Life used to be much simpler: Ward and June Cleaver could solve any problem in half an hour, you never had to worry about baseball scores on a Monday, and people with severe food allergies died.
Now it's a whole new millennium and I can't get peanuts on an airplane anymore. Today I read this news story about a girl who travels the world disrupting her classmates' dietary plans. First she made her school in Germany institute a policy just in time for her to move to South Dakota. Then her South Dakota school addressed her food allergies, so she moved to West Virginia. Now her school has a food allergy policy, but she says it's not strictly enforced. Says the girl: "Having peanuts in my face is like having a loaded gun held to your head."
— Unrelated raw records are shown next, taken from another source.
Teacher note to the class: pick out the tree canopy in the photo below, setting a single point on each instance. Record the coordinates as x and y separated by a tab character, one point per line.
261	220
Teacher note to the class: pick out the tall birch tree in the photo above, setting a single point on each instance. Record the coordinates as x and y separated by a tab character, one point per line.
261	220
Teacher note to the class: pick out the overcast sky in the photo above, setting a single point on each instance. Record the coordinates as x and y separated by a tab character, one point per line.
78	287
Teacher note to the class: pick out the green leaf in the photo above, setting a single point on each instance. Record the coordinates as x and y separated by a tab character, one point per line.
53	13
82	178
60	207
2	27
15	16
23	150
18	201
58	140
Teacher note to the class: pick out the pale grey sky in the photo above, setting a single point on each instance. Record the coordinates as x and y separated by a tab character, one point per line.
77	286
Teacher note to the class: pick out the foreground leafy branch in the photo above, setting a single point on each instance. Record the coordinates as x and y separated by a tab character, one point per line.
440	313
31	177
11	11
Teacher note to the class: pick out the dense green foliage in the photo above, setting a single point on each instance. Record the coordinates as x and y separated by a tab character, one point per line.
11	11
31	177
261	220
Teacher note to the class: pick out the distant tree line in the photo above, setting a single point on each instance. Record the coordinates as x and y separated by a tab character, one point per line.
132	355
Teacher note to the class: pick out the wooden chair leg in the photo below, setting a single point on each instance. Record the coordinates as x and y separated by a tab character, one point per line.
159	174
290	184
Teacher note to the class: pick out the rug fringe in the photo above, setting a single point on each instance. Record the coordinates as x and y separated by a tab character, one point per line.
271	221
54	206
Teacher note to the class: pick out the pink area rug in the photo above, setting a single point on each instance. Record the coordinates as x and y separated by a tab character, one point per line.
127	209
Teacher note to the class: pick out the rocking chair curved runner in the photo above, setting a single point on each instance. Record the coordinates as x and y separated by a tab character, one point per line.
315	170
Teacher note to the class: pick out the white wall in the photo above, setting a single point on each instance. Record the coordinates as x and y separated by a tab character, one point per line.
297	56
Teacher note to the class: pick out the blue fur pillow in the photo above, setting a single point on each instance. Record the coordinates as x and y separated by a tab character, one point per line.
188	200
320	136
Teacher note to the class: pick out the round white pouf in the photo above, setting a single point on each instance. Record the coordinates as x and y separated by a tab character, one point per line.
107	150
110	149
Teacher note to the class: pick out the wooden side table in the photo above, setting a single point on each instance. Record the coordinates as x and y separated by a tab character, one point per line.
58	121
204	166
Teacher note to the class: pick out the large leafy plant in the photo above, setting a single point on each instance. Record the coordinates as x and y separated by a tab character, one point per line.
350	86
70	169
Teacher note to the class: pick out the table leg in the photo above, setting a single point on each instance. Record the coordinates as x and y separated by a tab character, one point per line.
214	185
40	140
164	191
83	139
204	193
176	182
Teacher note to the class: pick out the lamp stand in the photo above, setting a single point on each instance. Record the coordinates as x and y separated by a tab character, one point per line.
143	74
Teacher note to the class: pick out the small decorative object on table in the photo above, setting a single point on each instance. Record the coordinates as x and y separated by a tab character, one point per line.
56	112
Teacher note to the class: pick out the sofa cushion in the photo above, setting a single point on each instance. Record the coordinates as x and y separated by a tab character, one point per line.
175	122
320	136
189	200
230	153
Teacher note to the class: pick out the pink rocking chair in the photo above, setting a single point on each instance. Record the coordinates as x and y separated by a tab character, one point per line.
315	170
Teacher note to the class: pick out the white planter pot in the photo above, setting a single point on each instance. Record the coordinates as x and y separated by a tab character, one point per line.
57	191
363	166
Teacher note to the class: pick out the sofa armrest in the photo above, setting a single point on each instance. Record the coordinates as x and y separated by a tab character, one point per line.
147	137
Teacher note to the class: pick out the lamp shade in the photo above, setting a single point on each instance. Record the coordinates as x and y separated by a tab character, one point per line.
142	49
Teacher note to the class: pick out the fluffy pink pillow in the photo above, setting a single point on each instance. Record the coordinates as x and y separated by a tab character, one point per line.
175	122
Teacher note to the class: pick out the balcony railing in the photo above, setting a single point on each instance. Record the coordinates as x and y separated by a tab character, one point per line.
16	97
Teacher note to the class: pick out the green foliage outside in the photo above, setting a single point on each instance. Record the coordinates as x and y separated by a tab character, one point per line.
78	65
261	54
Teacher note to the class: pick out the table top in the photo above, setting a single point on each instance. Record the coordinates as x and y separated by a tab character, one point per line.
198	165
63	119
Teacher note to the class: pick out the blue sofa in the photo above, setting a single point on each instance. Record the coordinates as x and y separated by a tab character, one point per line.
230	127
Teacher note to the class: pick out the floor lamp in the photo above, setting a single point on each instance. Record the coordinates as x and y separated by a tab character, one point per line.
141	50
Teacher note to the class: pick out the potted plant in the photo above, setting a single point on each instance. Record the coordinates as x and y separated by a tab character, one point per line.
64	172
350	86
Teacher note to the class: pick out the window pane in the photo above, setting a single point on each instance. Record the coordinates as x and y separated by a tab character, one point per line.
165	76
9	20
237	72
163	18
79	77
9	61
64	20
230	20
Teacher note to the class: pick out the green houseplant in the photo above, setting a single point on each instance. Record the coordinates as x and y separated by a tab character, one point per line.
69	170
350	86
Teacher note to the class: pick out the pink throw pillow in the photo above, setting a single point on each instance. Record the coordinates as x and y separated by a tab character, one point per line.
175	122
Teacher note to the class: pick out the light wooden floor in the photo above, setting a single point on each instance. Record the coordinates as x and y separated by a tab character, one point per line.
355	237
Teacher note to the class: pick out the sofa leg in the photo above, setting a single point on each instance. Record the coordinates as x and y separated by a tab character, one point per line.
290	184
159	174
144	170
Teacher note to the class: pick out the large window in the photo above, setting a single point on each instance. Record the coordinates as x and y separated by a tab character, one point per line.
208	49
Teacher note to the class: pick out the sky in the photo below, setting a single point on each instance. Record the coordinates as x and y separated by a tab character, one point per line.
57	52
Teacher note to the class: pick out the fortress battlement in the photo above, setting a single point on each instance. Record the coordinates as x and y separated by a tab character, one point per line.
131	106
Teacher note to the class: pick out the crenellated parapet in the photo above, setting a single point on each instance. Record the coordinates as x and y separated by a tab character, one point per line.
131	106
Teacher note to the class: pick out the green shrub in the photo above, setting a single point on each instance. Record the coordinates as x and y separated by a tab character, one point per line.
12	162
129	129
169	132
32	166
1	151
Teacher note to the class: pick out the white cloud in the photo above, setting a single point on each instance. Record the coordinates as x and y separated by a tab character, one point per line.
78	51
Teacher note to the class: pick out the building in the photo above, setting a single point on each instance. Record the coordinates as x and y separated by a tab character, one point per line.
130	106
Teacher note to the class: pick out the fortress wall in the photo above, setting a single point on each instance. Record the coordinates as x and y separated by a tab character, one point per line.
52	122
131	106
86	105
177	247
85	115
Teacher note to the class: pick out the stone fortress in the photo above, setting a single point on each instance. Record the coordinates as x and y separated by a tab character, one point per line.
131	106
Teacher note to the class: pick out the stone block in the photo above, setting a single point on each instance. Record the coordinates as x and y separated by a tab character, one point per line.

Wow. She takes my safety seriously. But I think she meant to say it's like having a loaded gun held to her head, which again is not true because peanuts in her face will kill her, while a loaded gun, despite what media personalities scream at 6, 7, and 11, cannot kill anyone. A gun is like a washing machine: deadly when used against your person, but otherwise harmless.
The girl's mother, jealous of her daughter's skills with hyperbole, says, "Every day I send her out I never know whether or not I'm going to have to go and get her, whether I'm going to be called and told that she's in the emergency room or if she's going to make it that day." That basically describes everyone's everyday life experience. I might expect to hear on tonight's Kansas City news broadcast, "New in the first five minutes: life is a terminal event."
We can all rest assured that something is being done: a minor celebrity has taken up the cause. Of course, he's no Tom Hanks, who could get a bill passed by both houses of Congress in ten minutes, but country music singer Trace Adkins has a popular diet, so you know lots of people are listening when he speaks. Adkins hits the nails squarely on the head when he says, "When I was a kid, I didn't know anybody that had any food allergies." He then proceeds to miss the point entirely when he says, "We're doing something to our babies that are [sic] causing them to develop these allergies."
I think fatalism has gotten a bum wrap lately. There's something to be said for the notion that sometimes people die and go to Heaven. When we stopped believing in Heaven, that was no longer an acceptable answer to life's problems. Now we have to take every possible step to prevent every possible death. If you could die from being in the same room as a peanut, maybe that's Darwin's way of letting you know He wants you dead. (It turns out Darwin is just another name for what I call God, like Allah.) Not everyone gets to live to 90. Some people can't survive a post-Halloween bus ride, and I don't know that that's such a horrible thing.